Total 15 palindromic sub-sequences
Actually in this case since all the character is same each and every subsequence is palindrome here.
For the second test case
Few sub-sequences can be
"a"
"b"
"a"
"aba"
So on
Total 31 such palindromic subsequences
Solution Approach
This can be solved by using DP bottom up approach,
- Initialize dp[n][n] where n be the string length to 0
-
Fill up the base case,
Base case is that each single character is a palindrome itself. And for length of two, i.e, if adjacent characters are found to be equal then dp[i][i+1]=3, else if characters are different then dp[i][i+1]=2
To understand this lets think of a string like "acaa"
Here dp[0][1]=2 because there's only two palindrome possible because of "a" and "c".

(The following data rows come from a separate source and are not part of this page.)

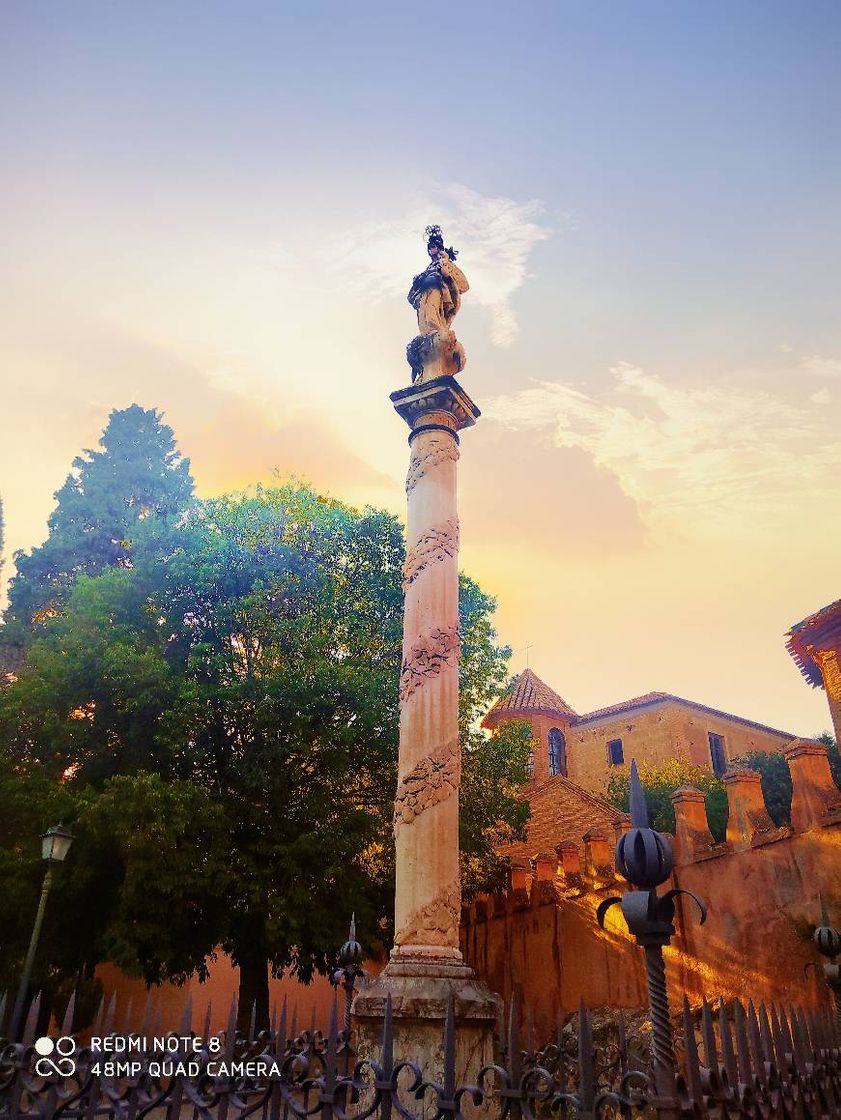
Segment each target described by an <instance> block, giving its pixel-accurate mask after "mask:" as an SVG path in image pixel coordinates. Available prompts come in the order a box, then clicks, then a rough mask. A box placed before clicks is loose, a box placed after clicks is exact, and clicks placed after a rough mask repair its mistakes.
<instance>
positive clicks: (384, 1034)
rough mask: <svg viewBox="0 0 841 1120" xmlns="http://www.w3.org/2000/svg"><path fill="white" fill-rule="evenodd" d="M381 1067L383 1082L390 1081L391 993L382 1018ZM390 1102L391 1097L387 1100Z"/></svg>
mask: <svg viewBox="0 0 841 1120" xmlns="http://www.w3.org/2000/svg"><path fill="white" fill-rule="evenodd" d="M381 1065H382V1070H383V1081H390V1080H391V1073H392V1070H393V1068H394V1021H393V1018H392V1009H391V992H389V995H387V996H386V997H385V1015H384V1017H383V1047H382V1060H381ZM389 1101H390V1102H391V1096H390V1098H389Z"/></svg>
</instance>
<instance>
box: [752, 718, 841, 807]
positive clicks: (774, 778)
mask: <svg viewBox="0 0 841 1120" xmlns="http://www.w3.org/2000/svg"><path fill="white" fill-rule="evenodd" d="M816 738H817V741H819V743H823V745H824V746H825V747H826V757H828V759H829V764H830V771H831V773H832V777H833V780H834V782H835V785H838V786H841V756H840V755H839V750H838V745H837V744H835V740H834V739H833V738H832V736H831V735H829V734H828V732H825V731H824V732H823V734H822V735H819V736H816ZM735 764H736V765H739V766H749V767H750V769H755V771H758V773H759V776H760V778H761V784H763V797H764V799H765V804H766V806H767V809H768V814H769V816H770V819H772V820H773V821H774V823H775V824H777V825H783V824H791V822H792V774H791V771H789V769H788V763H787V762H786V760H785V756H784V755H782V754H781V753H779V752H776V750H767V752H766V750H756V752H754V753H753V754H749V755H745V756H744V757H742V758H737V759H735Z"/></svg>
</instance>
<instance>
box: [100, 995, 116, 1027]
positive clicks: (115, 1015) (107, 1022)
mask: <svg viewBox="0 0 841 1120" xmlns="http://www.w3.org/2000/svg"><path fill="white" fill-rule="evenodd" d="M115 1018H116V992H115V991H112V992H111V999H110V1000H109V1001H108V1011H105V1024H104V1026H103V1028H102V1029H103V1034H105V1035H112V1034H113V1033H114V1019H115Z"/></svg>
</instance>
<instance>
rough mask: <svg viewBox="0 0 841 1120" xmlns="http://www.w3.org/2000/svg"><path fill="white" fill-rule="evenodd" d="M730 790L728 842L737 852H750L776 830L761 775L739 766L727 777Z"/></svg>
mask: <svg viewBox="0 0 841 1120" xmlns="http://www.w3.org/2000/svg"><path fill="white" fill-rule="evenodd" d="M722 781H723V783H725V788H726V790H727V810H728V813H727V842H728V843H729V844H732V847H733V848H735V849H737V850H739V849H741V848H749V847H750V844H751V843H753V842H754V841H755V840H756V839H758V837H760V836H761V834H763V833H764V832H773V831H774V830H775V824H774V821H773V820H772V819H770V816H769V815H768V810H767V808H766V805H765V797H764V796H763V783H761V778H760V777H759V774H758V773H757V771H753V769H748V767H747V766H735V767H732V768H731V769H728V771H727V772H726V773H725V774H723V776H722Z"/></svg>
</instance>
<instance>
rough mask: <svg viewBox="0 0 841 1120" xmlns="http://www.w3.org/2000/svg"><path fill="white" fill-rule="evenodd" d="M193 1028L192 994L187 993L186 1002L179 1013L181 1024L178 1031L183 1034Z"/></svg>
mask: <svg viewBox="0 0 841 1120" xmlns="http://www.w3.org/2000/svg"><path fill="white" fill-rule="evenodd" d="M191 1029H193V995H191V993H188V996H187V1002H186V1004H185V1005H184V1012H183V1015H181V1026H180V1033H181V1034H183V1035H188V1034H190V1032H191Z"/></svg>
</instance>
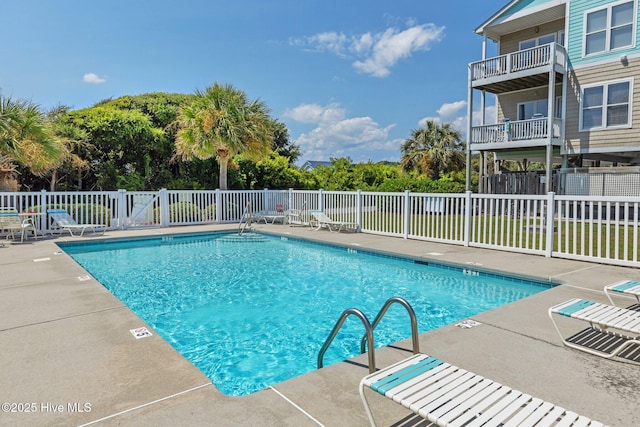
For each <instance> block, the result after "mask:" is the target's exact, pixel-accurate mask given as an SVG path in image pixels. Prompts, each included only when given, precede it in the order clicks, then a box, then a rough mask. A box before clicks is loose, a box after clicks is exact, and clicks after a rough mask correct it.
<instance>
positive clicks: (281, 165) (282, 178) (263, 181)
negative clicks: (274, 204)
mask: <svg viewBox="0 0 640 427" xmlns="http://www.w3.org/2000/svg"><path fill="white" fill-rule="evenodd" d="M303 182H304V180H303V177H302V173H301V172H300V170H299V169H297V168H295V167H292V166H291V164H290V163H289V159H288V158H287V157H283V156H279V155H277V154H272V155H271V156H270V157H269V158H266V159H263V160H260V161H259V162H258V163H257V164H256V184H255V188H269V189H274V190H286V189H289V188H301V186H302V183H303Z"/></svg>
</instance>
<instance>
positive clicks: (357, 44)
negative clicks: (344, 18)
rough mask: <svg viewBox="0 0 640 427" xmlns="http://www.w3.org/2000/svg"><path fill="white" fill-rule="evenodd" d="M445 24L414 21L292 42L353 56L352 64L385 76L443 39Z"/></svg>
mask: <svg viewBox="0 0 640 427" xmlns="http://www.w3.org/2000/svg"><path fill="white" fill-rule="evenodd" d="M443 36H444V27H438V26H436V25H434V24H422V25H416V24H411V26H410V27H409V28H406V29H404V30H399V29H397V28H395V27H392V28H387V29H386V30H385V31H383V32H380V33H374V34H372V33H365V34H361V35H356V36H347V35H345V34H343V33H336V32H329V33H321V34H317V35H315V36H310V37H306V38H297V39H291V40H290V41H289V42H290V44H292V45H295V46H301V47H305V48H308V49H312V50H315V51H318V52H331V53H333V54H335V55H338V56H340V57H343V58H354V61H353V63H352V64H353V67H354V68H355V69H356V70H358V71H360V72H362V73H365V74H369V75H372V76H375V77H385V76H388V75H389V74H390V73H391V67H393V66H394V65H396V63H397V62H398V61H400V60H401V59H403V58H408V57H410V56H411V55H412V54H413V53H414V52H418V51H426V50H429V49H430V48H431V46H432V45H433V44H435V43H438V42H439V41H440V40H442V37H443Z"/></svg>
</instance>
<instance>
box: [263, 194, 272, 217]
mask: <svg viewBox="0 0 640 427" xmlns="http://www.w3.org/2000/svg"><path fill="white" fill-rule="evenodd" d="M270 200H271V193H270V192H269V189H268V188H263V189H262V210H263V211H264V212H265V213H266V214H268V213H269V201H270Z"/></svg>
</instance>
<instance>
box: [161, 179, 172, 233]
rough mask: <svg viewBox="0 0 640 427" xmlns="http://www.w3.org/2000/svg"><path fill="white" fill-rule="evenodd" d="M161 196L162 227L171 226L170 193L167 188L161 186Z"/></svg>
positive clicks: (161, 219) (161, 222) (168, 226)
mask: <svg viewBox="0 0 640 427" xmlns="http://www.w3.org/2000/svg"><path fill="white" fill-rule="evenodd" d="M159 193H160V194H159V198H160V227H163V228H164V227H169V223H170V222H171V220H170V215H171V213H170V212H169V193H168V192H167V189H166V188H161V189H160V191H159Z"/></svg>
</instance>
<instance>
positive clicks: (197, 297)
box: [59, 233, 549, 396]
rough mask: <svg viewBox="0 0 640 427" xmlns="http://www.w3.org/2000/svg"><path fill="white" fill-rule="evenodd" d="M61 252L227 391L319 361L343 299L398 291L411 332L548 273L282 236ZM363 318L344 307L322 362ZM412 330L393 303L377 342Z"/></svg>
mask: <svg viewBox="0 0 640 427" xmlns="http://www.w3.org/2000/svg"><path fill="white" fill-rule="evenodd" d="M59 246H60V247H61V248H62V249H63V250H64V251H65V252H66V253H68V254H69V255H70V256H71V257H73V259H75V260H76V262H78V263H79V264H80V265H82V266H83V267H84V268H85V269H86V270H87V271H88V272H89V273H90V274H91V275H93V277H95V278H96V280H98V281H99V282H100V283H102V284H103V285H104V286H105V287H106V288H107V289H109V290H110V291H111V292H112V293H113V294H114V295H115V296H116V297H118V298H119V299H120V300H121V301H122V302H123V303H124V304H126V305H127V306H128V307H129V308H130V309H131V310H132V311H134V312H135V313H136V314H137V315H138V316H139V317H140V318H142V319H143V320H144V321H145V322H146V323H147V324H149V325H150V326H151V327H152V328H153V329H154V330H155V332H157V333H158V334H159V335H161V336H162V337H163V338H164V339H166V340H167V341H168V342H169V343H171V345H173V346H174V348H176V350H177V351H179V352H180V353H181V354H183V355H184V356H185V357H186V358H187V359H188V360H190V361H191V362H192V363H193V364H194V365H195V366H197V367H198V368H199V369H200V370H201V371H202V372H203V373H204V374H205V375H207V376H208V377H209V378H210V379H211V380H212V382H213V383H214V384H215V385H216V387H217V388H218V389H219V390H220V391H221V392H223V393H225V394H229V395H236V396H238V395H246V394H250V393H253V392H255V391H257V390H260V389H263V388H265V387H267V386H269V385H273V384H275V383H278V382H281V381H284V380H286V379H289V378H293V377H295V376H298V375H301V374H304V373H306V372H309V371H312V370H314V369H316V361H317V356H318V351H319V350H320V348H321V346H322V344H323V343H324V340H325V339H326V337H327V335H328V334H329V332H330V331H331V329H332V328H333V325H334V324H335V322H336V321H337V320H338V318H339V316H340V314H341V313H342V311H343V310H345V309H347V308H351V307H355V308H359V309H360V310H362V311H363V312H364V313H365V314H366V315H367V316H368V317H369V319H371V320H373V318H374V317H375V315H376V314H377V312H378V311H379V310H380V308H381V307H382V305H383V304H384V302H385V301H386V300H387V299H389V298H391V297H393V296H400V297H402V298H404V299H406V300H407V301H408V302H409V303H410V304H411V305H412V306H413V308H414V310H415V312H416V315H417V318H418V323H419V330H420V332H425V331H427V330H431V329H435V328H438V327H441V326H444V325H447V324H449V323H452V322H456V321H459V320H462V319H465V318H468V317H470V316H473V315H475V314H478V313H480V312H483V311H486V310H489V309H491V308H495V307H497V306H500V305H503V304H506V303H508V302H511V301H515V300H517V299H520V298H523V297H526V296H529V295H532V294H534V293H536V292H540V291H542V290H544V289H547V288H548V287H549V285H548V284H544V283H537V282H532V281H527V280H518V279H509V278H507V277H502V276H498V275H492V274H485V273H482V272H477V271H472V270H466V269H459V268H453V267H448V266H443V265H438V264H429V265H427V264H425V263H423V262H418V261H413V260H408V259H402V258H396V257H389V256H383V255H378V254H374V253H371V252H367V251H362V250H356V249H353V248H341V247H334V246H328V245H322V244H314V243H309V242H304V241H301V240H297V239H291V238H286V237H281V238H280V237H273V236H266V235H257V236H256V235H254V236H251V237H249V238H242V239H240V238H238V237H237V236H235V237H234V236H231V235H228V234H226V235H225V234H220V233H212V234H206V235H203V234H200V235H173V236H163V237H152V238H142V239H127V240H122V239H117V240H116V239H113V240H106V241H104V242H78V243H75V242H72V243H60V245H59ZM363 334H364V328H363V326H362V324H361V323H360V321H359V320H358V319H355V318H349V319H348V320H347V321H346V322H345V324H344V326H343V328H342V329H341V331H340V333H339V334H338V336H337V337H336V339H335V340H334V342H333V344H332V345H331V347H330V348H329V350H328V351H327V353H326V355H325V358H324V361H325V363H324V364H325V366H328V365H329V364H331V363H335V362H337V361H340V360H344V359H346V358H349V357H352V356H355V355H357V354H359V347H360V339H361V337H362V335H363ZM410 335H411V328H410V322H409V319H408V315H407V313H406V310H404V308H403V307H401V306H399V305H394V306H392V307H391V308H390V309H389V311H388V312H387V314H386V315H385V318H384V320H383V321H382V322H381V323H380V325H379V326H378V327H377V328H376V330H375V334H374V336H375V344H376V347H379V346H381V345H387V344H391V343H394V342H397V341H400V340H403V339H405V338H408V337H409V336H410Z"/></svg>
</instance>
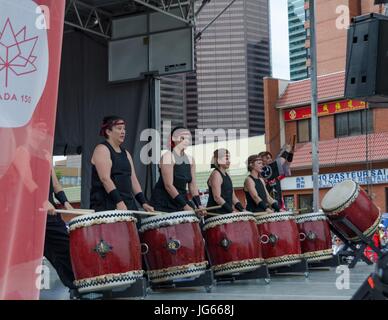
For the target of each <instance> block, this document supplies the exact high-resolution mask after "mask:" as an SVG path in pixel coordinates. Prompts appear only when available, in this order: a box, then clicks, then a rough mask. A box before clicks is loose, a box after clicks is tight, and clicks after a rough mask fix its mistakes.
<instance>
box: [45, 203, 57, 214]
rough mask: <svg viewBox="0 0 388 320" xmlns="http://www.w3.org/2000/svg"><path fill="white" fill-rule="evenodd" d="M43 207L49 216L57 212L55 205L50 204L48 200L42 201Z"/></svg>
mask: <svg viewBox="0 0 388 320" xmlns="http://www.w3.org/2000/svg"><path fill="white" fill-rule="evenodd" d="M43 208H44V210H45V211H47V214H48V215H50V216H55V215H57V213H56V212H55V207H54V206H53V205H52V203H51V202H50V201H48V200H46V201H45V202H44V203H43Z"/></svg>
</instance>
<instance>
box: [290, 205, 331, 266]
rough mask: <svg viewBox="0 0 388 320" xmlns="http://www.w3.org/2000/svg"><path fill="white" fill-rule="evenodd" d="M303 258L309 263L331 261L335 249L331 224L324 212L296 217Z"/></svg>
mask: <svg viewBox="0 0 388 320" xmlns="http://www.w3.org/2000/svg"><path fill="white" fill-rule="evenodd" d="M296 223H297V225H298V230H299V235H300V246H301V250H302V256H303V257H304V258H305V259H306V260H307V262H317V261H322V260H327V259H331V258H332V257H333V249H332V242H331V234H330V228H329V223H328V221H327V218H326V215H325V214H324V213H323V212H315V213H306V214H300V215H297V216H296Z"/></svg>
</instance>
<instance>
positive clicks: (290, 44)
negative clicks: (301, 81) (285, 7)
mask: <svg viewBox="0 0 388 320" xmlns="http://www.w3.org/2000/svg"><path fill="white" fill-rule="evenodd" d="M305 21H306V14H305V0H288V35H289V43H290V49H289V50H290V78H291V80H292V81H296V80H302V79H306V78H307V77H308V67H307V64H306V62H307V49H306V38H307V34H306V29H305Z"/></svg>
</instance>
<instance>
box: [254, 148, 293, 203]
mask: <svg viewBox="0 0 388 320" xmlns="http://www.w3.org/2000/svg"><path fill="white" fill-rule="evenodd" d="M259 157H260V158H261V160H262V162H263V166H268V165H270V164H271V163H273V161H274V160H273V156H272V153H271V152H269V151H264V152H260V153H259ZM292 157H293V154H292V147H291V146H290V145H287V146H286V148H285V151H284V152H282V154H281V156H280V162H281V164H282V165H284V163H286V162H292ZM284 178H285V176H284V175H279V176H277V177H274V178H273V179H270V180H265V182H266V188H267V190H268V192H269V194H270V195H271V197H272V198H273V199H275V200H276V201H277V202H278V205H279V207H280V208H283V196H282V187H281V183H280V181H281V180H282V179H284Z"/></svg>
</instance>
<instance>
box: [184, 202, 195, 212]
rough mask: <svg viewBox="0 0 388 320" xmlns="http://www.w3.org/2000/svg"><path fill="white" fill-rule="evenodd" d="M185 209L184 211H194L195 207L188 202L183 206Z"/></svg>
mask: <svg viewBox="0 0 388 320" xmlns="http://www.w3.org/2000/svg"><path fill="white" fill-rule="evenodd" d="M183 210H184V211H193V208H192V207H190V206H189V205H188V204H186V205H185V206H184V207H183Z"/></svg>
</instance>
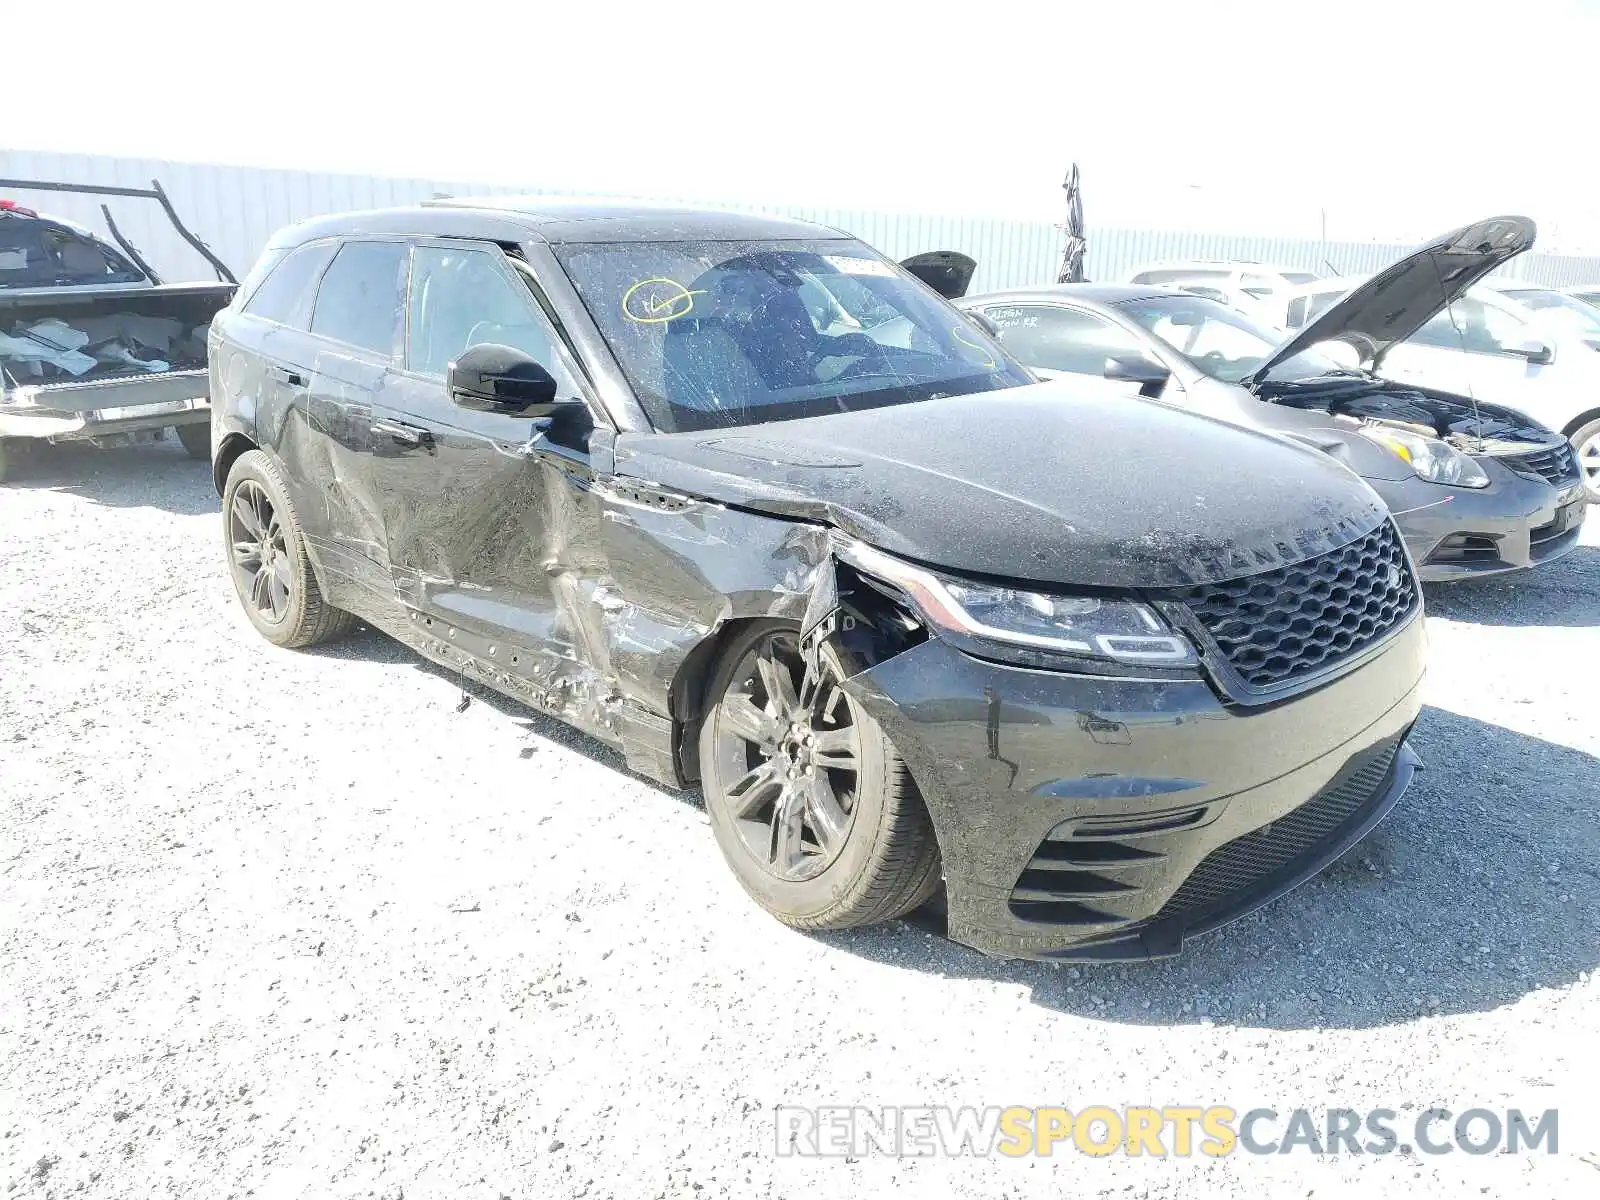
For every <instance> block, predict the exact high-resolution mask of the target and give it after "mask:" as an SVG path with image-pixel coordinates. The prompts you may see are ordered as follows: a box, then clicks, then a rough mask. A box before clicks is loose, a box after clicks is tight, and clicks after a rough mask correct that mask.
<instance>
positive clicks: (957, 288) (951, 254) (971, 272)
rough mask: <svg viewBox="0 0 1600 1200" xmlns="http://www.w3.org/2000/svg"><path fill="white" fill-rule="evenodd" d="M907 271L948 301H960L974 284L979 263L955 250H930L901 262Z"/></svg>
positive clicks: (901, 265) (911, 256)
mask: <svg viewBox="0 0 1600 1200" xmlns="http://www.w3.org/2000/svg"><path fill="white" fill-rule="evenodd" d="M901 266H902V267H906V270H909V272H910V274H912V275H915V277H917V278H920V280H922V282H923V283H926V285H928V286H930V288H933V290H934V291H938V293H939V294H941V296H944V298H946V299H960V298H962V296H965V294H966V288H968V286H970V285H971V282H973V272H974V270H978V262H976V261H974V259H971V258H968V256H966V254H962V253H958V251H955V250H930V251H928V253H926V254H912V256H910V258H909V259H906V261H904V262H901Z"/></svg>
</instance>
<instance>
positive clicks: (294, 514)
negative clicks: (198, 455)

Whereas for dp[2][3] value will be 3 as possible subsequences are "a", "a", "aa".
for i=0 to n
// for single length characters
dp[i][i]=1;
if(i==n-1)
break;
if(s[i]==s[i+1])
dp[i][i+1]=3;
else
dp[i][i+1]=2;
end for
-
Compute for higher lengths,
for len=3 to n
for start=0 to n-len
int end=start+len-1;
// start and end is matching
if(s[end]==s[start])
// 1+subsequence from semaining part
dp[start][end]=1+dp[start+1][end]+dp[start][end-1];
else
dp[start][end]=dp[start+1][end]+dp[start][end-1]-dp[start+1][end-1];
end if
end for
end for
- Final result is stored in dp[0][n-1];
So for higher lengths if starting and ending index is the same then we recur for the remaining characters, since we have the sub-problem result stored so we computed that. In case start and end index character are different then we have added dp[start+1][end] and dp[start][end-1] that's similar to recur for leaving starting index and recur for leaving end index. But it would compute dp[start+1][end-1] twice and that why we have deducted that.
For proper understanding you can compute the table by hand for the string "aaaa" to understand how it's working.
C++ Implementation
#include <bits/stdc++.h>
using namespace std;
int countPS(string s)
{
int n = s.length();
int dp[n][n];
memset(dp, 0, sizeof(dp));
for (int i = 0; i < n; i++) {
dp[i][i] = 1;
if (i == n - 1)
break;
if (s[i] == s[i + 1])
dp[i][i + 1] = 3;
else
dp[i][i + 1] = 2;
}
for (int len = 3; len <= n; len++) {
for (int start = 0; start <= n - len; start++) {
int end = start + len - 1;
if (s[end] == s[start]) {
dp[start][end] = 1 + dp[start + 1][end] + dp[start][end - 1];
}
else {
dp[start][end] = dp[start + 1][end] + dp[start][end - 1] - dp[start + 1][end - 1];
}
}
}
return dp[0][n - 1];
}
int main()
{
int t;
cout << "Enter number of testcases\n";
cin >> t;
while (t--) {
string str;
cout << "Enter the input string\n";
cin >> str;
cout << "Total Number of palindromic Subsequences are: " << countPS(str) << endl;
}
return 0;
}
Output
Enter number of testcases
2
Enter the input string
aaaa
Total Number of palindromic Subsequences are: 15
Enter the input string
abaaba
Total Number of palindromic Subsequences are: 31